Dáil debates

Thursday, 22 November 2018

Consumer Protection (Regulation of Credit Servicing Firms) Bill 2018: Report and Final Stages [Private Members]

 

5:15 pm

Photo of Michael FitzmauriceMichael Fitzmaurice (Roscommon-Galway, Independent) | Oireachtas source

I welcome the Bill and commend Deputy Michael McGrath. Vulture funds are a nightmare for many people. Those of us who have been representing people in mortgage difficulties have been going to middle men, with the issue then having to go on to the people who bought out the loans. In the past week, a report that the Government had mentioned claimed that the loans' owners had ticked all the boxes. They had. Asset Services, formerly with Capita, would ring or send the mortgage holder a letter and that person would then go back and forth and make proposals. At the end of the day, though, and while all of the boxes were ticked, the people who bought out the loans still called the shots.

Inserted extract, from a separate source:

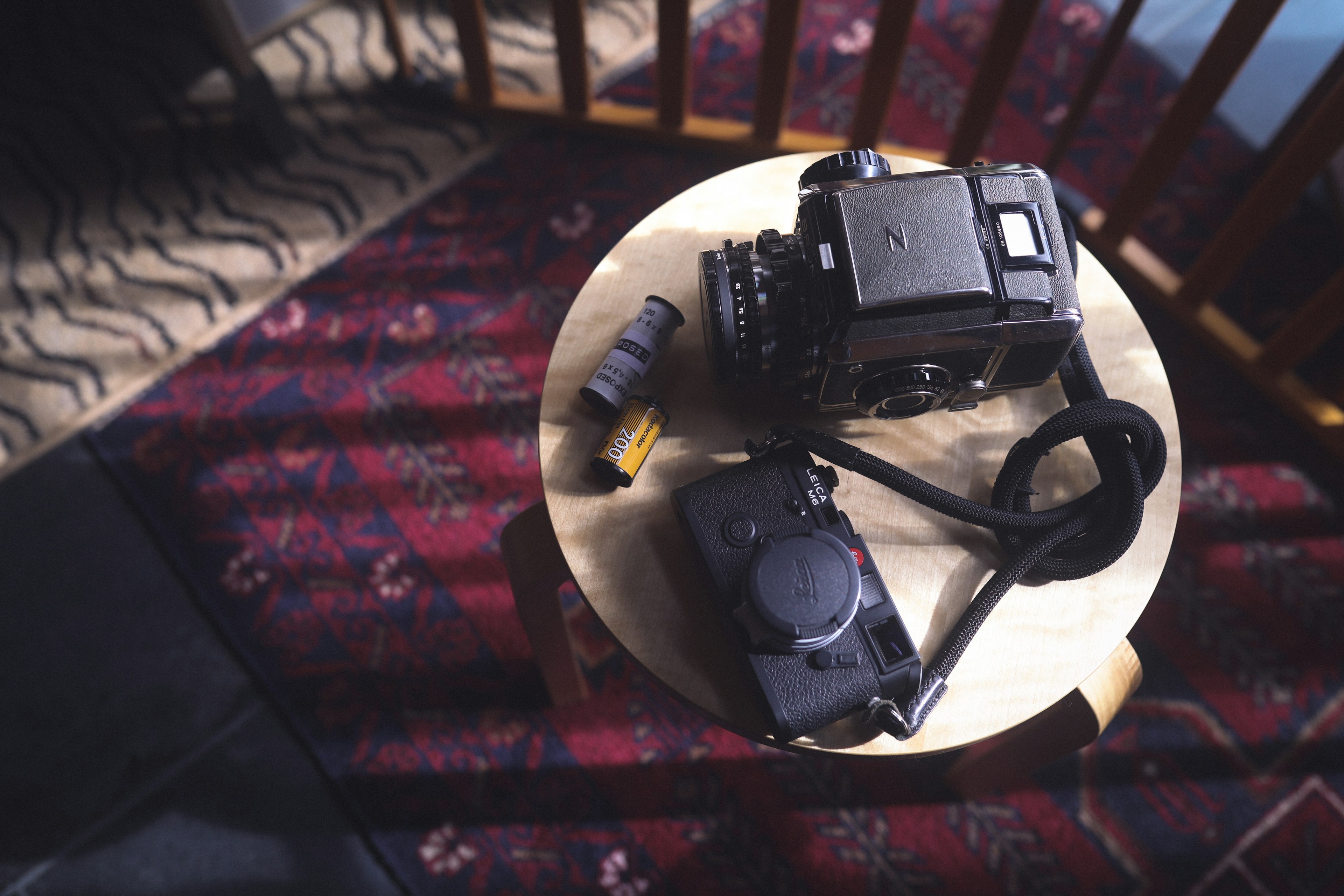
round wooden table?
[540,153,1180,755]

Deputy Michael McGrath might clarify something that he mentioned. He stated that people would have direct contact with the person who owned the loan. Does that mean that the likes of Promontory will have to meet face to face the person who owes the debt? There is only one problem with that. There is a medicine, I will call it, whereby people earning under a certain threshold are eligible for the mortgage-to-rent scheme, but people in middle Ireland who are struggling do not qualify for it even though they tick all of the other boxes. Where farmers and SMEs are concerned, their loans' owners are inclined to try to drive in the boot. Someone who earns over €25,000 and owns a house, even if it is a family home, does not qualify for the mortgage-to-rent scheme.

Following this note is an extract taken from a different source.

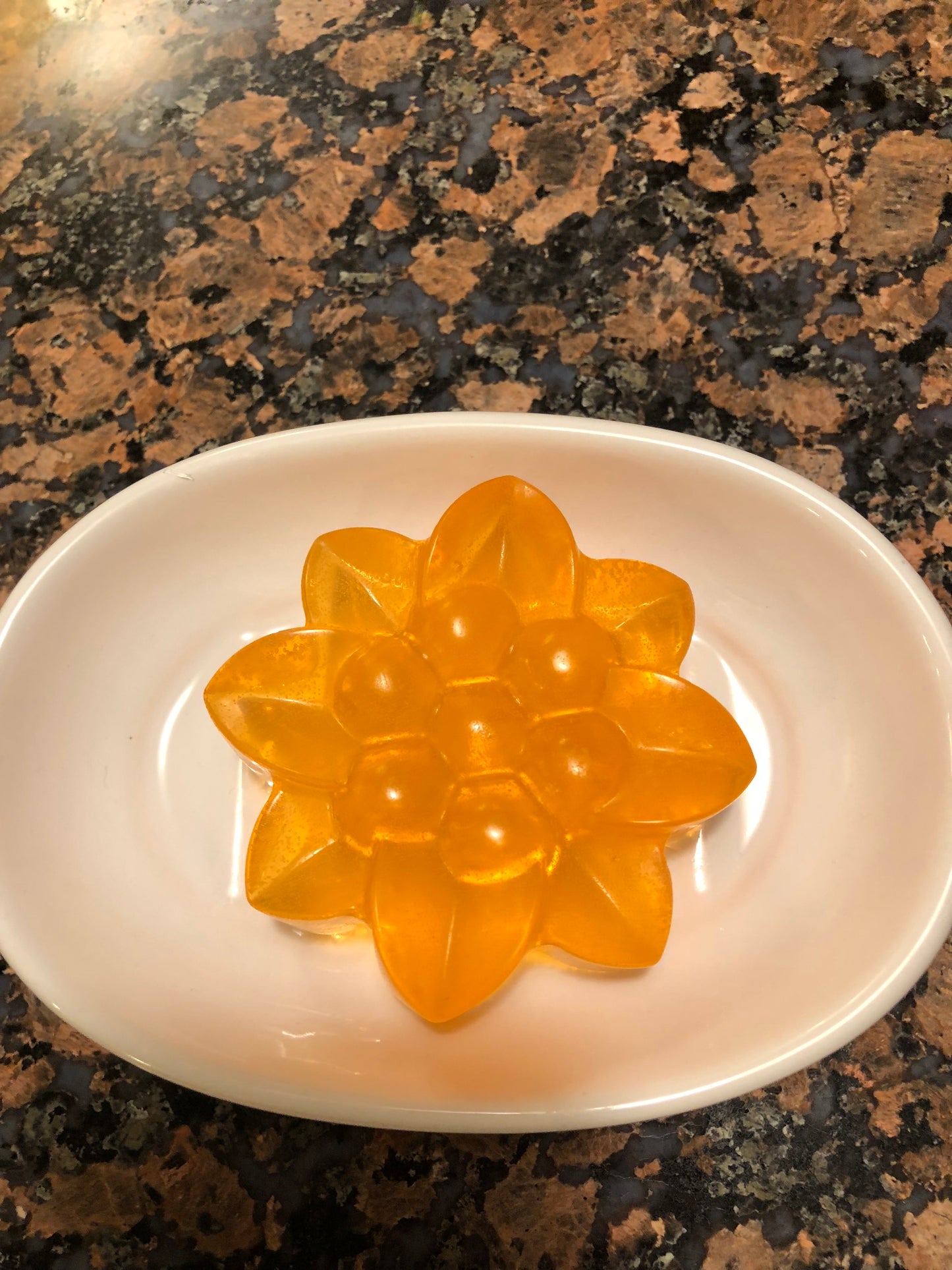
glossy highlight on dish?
[206,476,755,1022]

The Minister needs to be aware of some worrying issues that are coming down the line. Even where people are eligible for the mortgage-to-rent scheme, councils in some parts of the country have sent letters to the Housing Agency claiming that their houses are too rural. That is an indictment of those councils. Some cases have been sorted now.

I ask that the Department would send an instruction to local authorities to the effect that if people are eligible for the mortgage-to-rent scheme, they are eligible regardless of whether the property is up a boreen or in the middle of a town or city.

I welcome what Deputy Michael McGrath has done with this legislation and ask him to clarify the position on the issue I raised.